46モルトの演説
宿屋『ブルー』の店員となって早一か月。
新しい生活にも慣れた。
毎日、毎日、朝早く起きて、同じ日課をこなし、わずかな自由時間を過ごして就寝する。
そんな忙しい毎日でも、バランタインの人々の笑顔や花や音楽が、日々の生活に和みをくれる。
毎日、日課をこなすうち、竜真も葵も立派な店員となっていた。
特にレストランでの技量は目覚ましく、デザートの注文があれば、背丈はあろうかという立派なウェディングケーキが作れるまでに、それはそれは見事なまでに昇華された。
だが、竜真は気づき始める。なぜ自分たちはここ、バランタインにいるか。
ある日の出来事だ。
一日の労働を終え、竜真は葵の部屋を訪れた。ノックはしたが反応がない。
そっと部屋を覗くと、葵は目を閉じて集中しているようだ。全身から金のオーラのがうっすらと見える。
魔術の元、『気』と呼ばれるもの。
どうやら、葵は魔術を練習しているのだろう。
葵がこちらに気づき、まるでゴミを見るかのような目でじっと見られた。
「ちょっと、何よ、レディの部屋の勝手に入ってくるなんて失礼にもほどがあるわ。」
こっちはノックしたが反応がなかったのだ、というと、葵は怒るだろうから、触れないでおく。
「なぁ、今後のことを話さないか。」
「今後??」
葵は完全にここに来た理由を忘れているようだ。はぁ~とため息をつきながら、竜真は頭を抱える。
何のために自分たちは大京国を発ったのか。
この店で働くためではない。
諜報員としてバランタインの要となっている魔術を習得し、持ち帰るため。
「そうね、でもさ、あのばあさん、おかしくない?あたしらの素性を知っているようだし、この国の人は魔術を知らないはずなのに、魔導書だって持っている。」
「そうなんだよなー。」
「あたしは、バランタインよりも、あのばあさんのこと調べてみたいかしらね。」
「そうだなぁ、禁忌とかいうのも少しに気になるしな。」
そんなやり取りがあり、少し探ることにした。
他の給仕や、お客さんとの世間話でさりげなく『ご主人様』のことを聞いたりしてみた。禁忌のこと、魔術のことなどを、それとなく聞いてみたが、全く情報が入っていこない。

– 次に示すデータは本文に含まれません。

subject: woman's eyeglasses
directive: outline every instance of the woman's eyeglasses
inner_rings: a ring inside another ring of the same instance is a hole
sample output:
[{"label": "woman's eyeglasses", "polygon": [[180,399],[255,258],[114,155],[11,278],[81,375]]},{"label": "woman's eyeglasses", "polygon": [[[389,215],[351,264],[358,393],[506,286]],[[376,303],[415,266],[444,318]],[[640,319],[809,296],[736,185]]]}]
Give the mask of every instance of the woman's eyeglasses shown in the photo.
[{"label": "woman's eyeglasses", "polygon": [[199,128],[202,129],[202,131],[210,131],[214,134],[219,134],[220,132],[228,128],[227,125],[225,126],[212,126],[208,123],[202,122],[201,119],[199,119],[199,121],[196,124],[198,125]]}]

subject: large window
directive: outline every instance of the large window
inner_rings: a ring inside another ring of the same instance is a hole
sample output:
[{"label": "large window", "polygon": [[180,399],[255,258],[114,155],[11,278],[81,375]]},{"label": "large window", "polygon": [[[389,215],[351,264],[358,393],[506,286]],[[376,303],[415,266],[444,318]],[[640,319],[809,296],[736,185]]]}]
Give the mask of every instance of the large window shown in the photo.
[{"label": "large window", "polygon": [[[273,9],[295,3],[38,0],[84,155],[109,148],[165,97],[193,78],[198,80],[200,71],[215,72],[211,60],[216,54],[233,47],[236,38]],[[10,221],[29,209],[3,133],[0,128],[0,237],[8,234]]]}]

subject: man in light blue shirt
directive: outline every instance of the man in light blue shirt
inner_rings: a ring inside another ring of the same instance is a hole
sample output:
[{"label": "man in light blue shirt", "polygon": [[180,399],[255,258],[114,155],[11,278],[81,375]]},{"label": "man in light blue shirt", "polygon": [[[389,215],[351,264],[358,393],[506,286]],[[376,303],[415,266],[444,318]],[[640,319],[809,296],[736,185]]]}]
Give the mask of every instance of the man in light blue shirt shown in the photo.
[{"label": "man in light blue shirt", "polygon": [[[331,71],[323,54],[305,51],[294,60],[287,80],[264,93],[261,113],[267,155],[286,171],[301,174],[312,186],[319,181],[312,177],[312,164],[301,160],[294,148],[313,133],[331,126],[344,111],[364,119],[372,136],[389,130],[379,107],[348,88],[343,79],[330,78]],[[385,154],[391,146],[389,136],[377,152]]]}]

わかったことといえば、モルトという奴がバランタイン代表として取り仕切っているという話だ。
そんなある日、変化が訪れる。それは葵と買い出しに行ったときのこと。
なぜか町の広場には多数の人が集まっていた。
何事かと足を止めていると、広場にとまった豪華な馬車から一人の男が降りてきた。
金髪で、鼻が高く、青い目に、高級な金ピカの装飾をあしらった服。まさに上級貴族だ。
周りの人々は歓声をあげ、「モルト様ー」「モルトー」と声を上げている。
モルトと呼ばれる男は、用意された演説台に立ち、再度手を振る。群衆の歓声がさらに一層盛り上がりを見せた。
なるほど、あの男がモルトと呼ばれる男だ。
「バランタインの民よ。よくぞ集まってくれた。代表のモルトである。」
再度、群衆たちが歓声を上げる。モルトはこの国の民に慕われてるのだろう。
長年代表を務めてきただけはある。群衆の歓声が落ち着くのを待ち、モルトは演説を始めた。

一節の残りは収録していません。